In the same year, 2007, Kagan said, there was an Israeli company started Waze. They figured out that they can get same data, which is traffic sensors, for free by writing this application software and every phone that runs this software actually generates the data to Waze and pretty much the rest is history. So Waze figured out that they can get the data in a much more efficient way out there and the rest is history. Nokia’s valuation went down in five years to less than they bought Navitech for and Waze sold to Google for more than one billion. So once you figure out that the data is out there, and you find an efficient way to get this data to your hands, you can do a lot of good things claims Kagan.
But there is one problem - the growth of the data and growth of the CPU power are not aligned. Actually the data growth is faster than Moore's Law can keep up and the CPU performance, the PC is not keeping up with the data and barely keeping up with Moore's Law.

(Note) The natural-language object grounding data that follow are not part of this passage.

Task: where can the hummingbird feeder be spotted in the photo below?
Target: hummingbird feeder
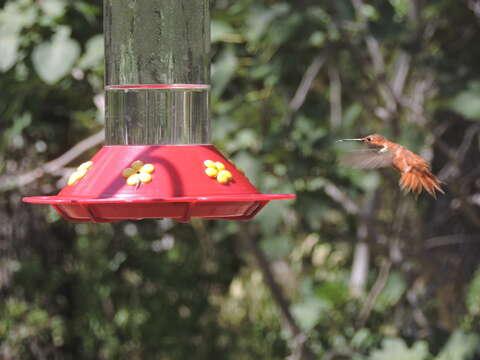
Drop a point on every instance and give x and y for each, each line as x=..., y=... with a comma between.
x=157, y=161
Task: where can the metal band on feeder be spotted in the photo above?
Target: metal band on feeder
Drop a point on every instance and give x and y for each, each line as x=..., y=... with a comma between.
x=157, y=161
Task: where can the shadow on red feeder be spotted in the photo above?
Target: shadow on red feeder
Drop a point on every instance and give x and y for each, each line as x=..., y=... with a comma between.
x=161, y=99
x=177, y=186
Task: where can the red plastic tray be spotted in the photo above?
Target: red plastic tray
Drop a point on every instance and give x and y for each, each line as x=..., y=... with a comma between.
x=178, y=187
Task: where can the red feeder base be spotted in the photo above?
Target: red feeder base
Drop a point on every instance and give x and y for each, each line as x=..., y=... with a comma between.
x=157, y=181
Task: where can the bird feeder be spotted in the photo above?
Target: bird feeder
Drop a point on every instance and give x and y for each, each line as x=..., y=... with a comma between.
x=157, y=161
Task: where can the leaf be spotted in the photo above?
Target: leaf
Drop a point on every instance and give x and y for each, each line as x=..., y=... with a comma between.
x=309, y=312
x=460, y=346
x=223, y=70
x=53, y=8
x=221, y=31
x=260, y=19
x=467, y=102
x=392, y=292
x=396, y=349
x=54, y=59
x=9, y=50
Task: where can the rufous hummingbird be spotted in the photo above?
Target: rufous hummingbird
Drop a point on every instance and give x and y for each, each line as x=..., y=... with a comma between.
x=415, y=171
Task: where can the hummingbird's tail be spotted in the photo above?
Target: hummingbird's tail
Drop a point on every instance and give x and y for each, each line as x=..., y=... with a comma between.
x=416, y=180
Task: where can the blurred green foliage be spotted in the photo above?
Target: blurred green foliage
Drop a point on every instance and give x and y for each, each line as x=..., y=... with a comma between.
x=408, y=69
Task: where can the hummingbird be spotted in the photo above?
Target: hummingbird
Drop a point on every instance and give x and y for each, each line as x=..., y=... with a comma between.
x=381, y=153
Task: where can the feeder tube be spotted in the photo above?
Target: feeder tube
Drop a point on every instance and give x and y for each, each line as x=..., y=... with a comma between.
x=157, y=61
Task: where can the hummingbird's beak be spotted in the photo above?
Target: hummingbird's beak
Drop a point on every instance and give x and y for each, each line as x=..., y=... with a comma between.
x=349, y=140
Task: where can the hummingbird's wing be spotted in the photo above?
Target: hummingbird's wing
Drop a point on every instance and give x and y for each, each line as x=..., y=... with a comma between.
x=367, y=159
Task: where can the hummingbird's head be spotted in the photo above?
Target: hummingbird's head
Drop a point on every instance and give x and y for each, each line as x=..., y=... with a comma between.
x=373, y=140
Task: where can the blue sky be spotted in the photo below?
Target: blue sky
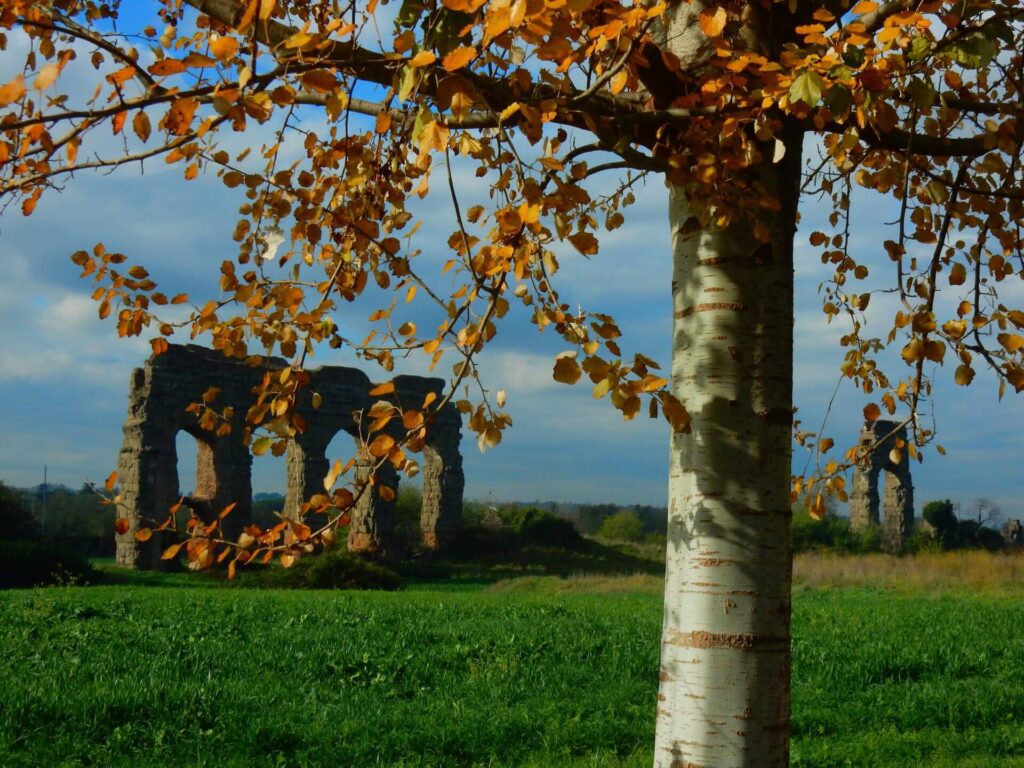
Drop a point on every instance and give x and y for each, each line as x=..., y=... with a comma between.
x=64, y=374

With the gap growing, it means we cannot do the evolutions anymore. Like electric light didn't come from the improvements of candles, we need to think outside of this box of what can and what cannot be done in order to take advantage of this data says Kagan.
Kagan: “So what do we need to do? We need to use the data to generate the services itself. This is the artificial intelligence model, neural network model; how do you take the data and actually create the service that using the data. The machine learns from the data to do the job and the application or services are created by data itself.
“It's not a single individual processing unit, a human machine anymore. It's connecting different pieces of the network of machines and - by the network, and make them work together to create the services. It means take - optimised across the data centre, optimise across the cluster.
“If you do the right things we can do new things that we couldn't do before. It's not just doing the same thing faster, it's doing new things that we haven't done before. So one of the analogies is ants. A single insect like this can't do much. But many of them together, working together in a way that people don't really understand can build huge things. They build cities with ventilation and irrigation systems. This, by connecting to each other, by working together efficiency, you can do things which are not just linear extrapolation of what one person can do.
“You need to make machines that can learn from data. You need to make machines that program themselves. You need to enable the data processing or computing in the network, and in the storage. Computing and storage as separate entities is going to end. Last but not least, security is a really interesting topic that we will touch a little bit because, once we have more data, we can understand more and we can know more, and hence the security from crime to privacy to everywhere, okay.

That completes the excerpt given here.